NEW WESTMINSTER, British Columbia—Robert "Willie" Pickton was convicted on Sunday of the serial killings of six women whose bodies were butchered like animals in his farm's slaughterhouse.
But the jury convicted Pickton of a lesser charge of second degree murder, not the first degree murder charge he originally faced. The verdict still carries a sentence of life in prison, but the lesser charge makes it easier to get parole.
The jury in New Westminster, British Columbia said it had no recommendations on sentencing, effectively leaving the decision up to the judge.

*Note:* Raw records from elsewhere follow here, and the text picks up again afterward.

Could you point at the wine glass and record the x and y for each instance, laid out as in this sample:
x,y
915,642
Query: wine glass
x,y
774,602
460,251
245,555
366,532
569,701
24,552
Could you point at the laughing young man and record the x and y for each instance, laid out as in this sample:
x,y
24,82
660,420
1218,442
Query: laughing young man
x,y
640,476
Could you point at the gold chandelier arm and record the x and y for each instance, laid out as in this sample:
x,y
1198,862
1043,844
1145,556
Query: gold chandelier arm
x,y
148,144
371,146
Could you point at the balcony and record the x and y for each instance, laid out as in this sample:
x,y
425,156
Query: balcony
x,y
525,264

Pickton stood impassively in the court as the verdict was read. Relatives of the victims initially yelled "No! No!" when the jury said he was not guilty of first degree murder, but then hugged each other in joy outside the court room.
The verdict wraps up the first of two trials for Pickton, who is accused of killing a total of 26 Vancouver prostitutes. His second trial will deal with the remaining 20 murder charges.
Pickton, 58, lured the women to his farm in the Vancouver suburb of Port Coquitlam with money and drugs, killed them, and cut up the bodies and disposed of the remains using the pigs and a rendering plant.
Investigators found human remains on the farm, including severed skulls and feet. A woman who lived briefly in Pickton's trailer testified she saw him cutting up a body in the middle of the night.
Jurors also viewed a taped jailhouse conversation in which Pickton told an undercover officer after his February 2002 arrest that he had killed 49 women and planned to make it 50.
Pickton's legal defense team argued the human remains did not prove he was the killer and that police ignored other suspects.
The conviction on second degree murder rather than first degree meant that the jury did not agree with prosecutors that he planned the murders in advance.
Pickton did not testify and rarely showed emotion during the trial, at which he was protected by bulletproof glass. Reporters never saw him turn around in the prisoner's box to look at spectators.
Jurors began their deliberations November 30 after hearing some 10 months of testimony and legal arguments. Sunday marked the first anniversary of their being picked to hear the case.
Nearly 70 Women Went Missing
The victims were among nearly 70 women who disappeared from the poverty-stricken Downtown Eastside neighborhood of the Pacific coast city from the late 1980s until late 2001.
Activists complained in the 1990s that sex trade workers were disappearing, but Vancouver police said there was no evidence of a serial killer. A police task force was formed in April 2001 to investigate the cases of the missing women.
Police said Pickton was not the main suspect until his arrest in 2002. Officers raided his farm searching for an illegal gun but discovered items belonging to the missing women in his trailer.
Investigators spent 20 months digging up Pickton's farm where he kept a few pigs and salvaged vehicles. The land and collapsing buildings were what remained of a larger family property being sold off for housing development.
The trial painted a dark picture of life at the farm where Pickton—who did not drink or use drugs—befriended a stream of drug addicts, petty thieves and prostitutes.